En définitive, il y a consensus au sujet du bien-fondé du processus de "désins" malgré la réalité du manque de ressources. Autre constante: plusieurs des personnes jointes soulignent qu’il ne sert à rien de remplacer un confinement en institution par un autre en résidence. "La réintégration en société ne doit pas qu’être physique mais aussi sociale. Chaque citoyen doit y participer chaque jour, dans la rue, au dépanneur, à la banque, sans quoi ça ne sert à rien", résume l’une d’elles.

COMPLÉMENT D’INFORMATION

Déficients ou malades mentaux?

Déficients et malades mentaux sont différents. Dans le premier cas, il s’agit d’une incapacité souvent qualifiée par un quotient intellectuel bas (ou un âge mental inférieur à l’âge physique), présente depuis la naissance ou résultant d’un traumatisme grave. La maladie mentale, pour sa part, n’est pas nécessairement présente depuis la naissance, schizophrénie, psychose, dépression majeure et autres nombreuses pathologies du genre pouvant apparaître à tout âge et être traitées par médication ou thérapie.

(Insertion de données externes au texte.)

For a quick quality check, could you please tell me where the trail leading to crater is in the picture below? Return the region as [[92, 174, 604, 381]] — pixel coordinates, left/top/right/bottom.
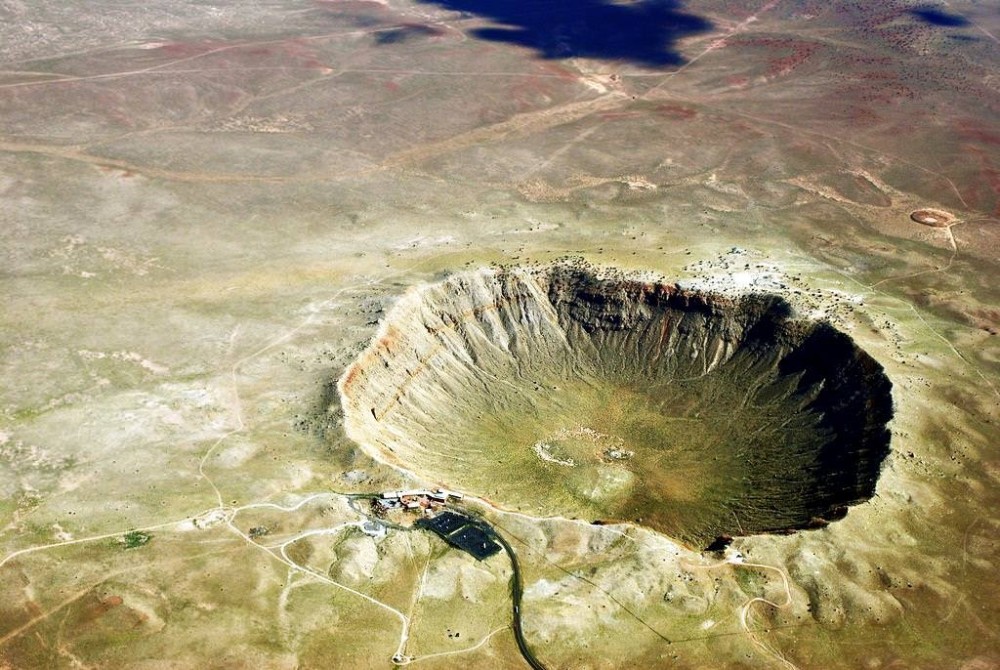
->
[[340, 264, 892, 546]]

On estime que plus de 200 000 personnes au Québec présentent à divers niveaux une déficience mentale alors que des études démontrent que jusqu’à 20 % de la population totale sera à un moment de sa vie affectée par une forme de maladie mentale, dont 2,7 % de façon "grave et persistante". Des 200 000 déficients mentaux québécois, environ 33 000 sont pris en charge par les CRDI. Dans la région de Québec, on recense 19 500 cas de déficience mentale dont 17 300 qualifiés de "légers". En ce qui concerne la désinstitutionnalisation, elle a touché déficients et malades mentaux différemment. Les premiers, parfois hébergés depuis de longues années en institution, ont été transférés en société alors que les séjours liés à la maladie mentale ont plutôt été écourtés. Dans le cas de la maladie mentale, les critiques soulignent que les séjours sont moins longs mais plus fréquents.